Another use of AI voice synthesis in healthcare is to allow visually impaired people to read emails and text messages, to make orders online, or to manage tasks remotely: turning on the heating, drawing curtains, getting reminders for medical appointments, etc. The moral of this use case is that AI voices are getting better and better at making routine calls, hence the applicability scope of voice assistance can be expected to scale up at a fast pace.
3. Voice search
Text-based search engines return a number of solutions to the queries that you type in, and then it’s up to you to choose the links that seem to provide the information that you’re looking for. This is a ‘trial and error’ kind of process - you can keep clicking on various links until your query is satisfied.

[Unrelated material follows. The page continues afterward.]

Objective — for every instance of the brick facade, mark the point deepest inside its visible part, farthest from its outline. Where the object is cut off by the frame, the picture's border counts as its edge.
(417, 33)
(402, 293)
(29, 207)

In contrast, voice searches offer more ‘to the point’ answers, which sidestep the need to check the information that’s available ‘a click away’ for yourself. ‘A click away’ is certainly not far, but if you can do better than that, it’s worth trying, isn’t it? The affirmative answer is forecasted to generalize: by 2022, half the internet searches may take the form of spoken questions and answers.
4. Voice online shopping
AI voice synthesis offers a new approach to online shopping, where voice assistants can help you just like store employees do. That is, they can offer (more and more) personalized advice for well-informed decisions of what to buy. Ordering stuff by chatting to virtual shop assistants is the most direct route to fulfilling your material needs.
The fact that Amazon reported three times more voice shopping in 2018 than in the previous year, and estimates that the amount of shopping through voice assistants will reach $40 billion by 2022, shows that people are ready for this paradigm shift from text-to-speech in online shopping.
5. Resurrecting voices from the past
We’re referring to speech-to-speech voice cloning technology, which enables companies to clone any voice to create speech that's indistinguishable from the original speaker. Perfect for a wide range of media content creators.
Just imagine, you can now bring back the voice of a character who has sadly passed away, be that an actor, an author, or whatever other public figure. After getting proper consent, of course.
Its scope of applicability is quite wide, from film and TV, to gaming, to podcasts and audiobooks. Voice digital resurrection is also a viable alternative to bringing a high-demand actor back to the recording studio over and over again, scheduling them for voiceover or dubbing work, or having an adult actor sound just like a kid even after they’ve grown up.
AI voice synthesis paves the way towards virtual immortality. Designers can create voice AIs that emulate real people’s personalities, as they manifest themselves in spoken language.
In fact, at Respeecher we are able to substantiate the claim about voice-based virtual immortality. Using recordings of people (famous or not) who are no longer with us, and state-of-the-art speech-to-speech technology, we can give them a new voice. To put it differently, we can expand people’s presence beyond their lifetime by allowing them to say words that they never have.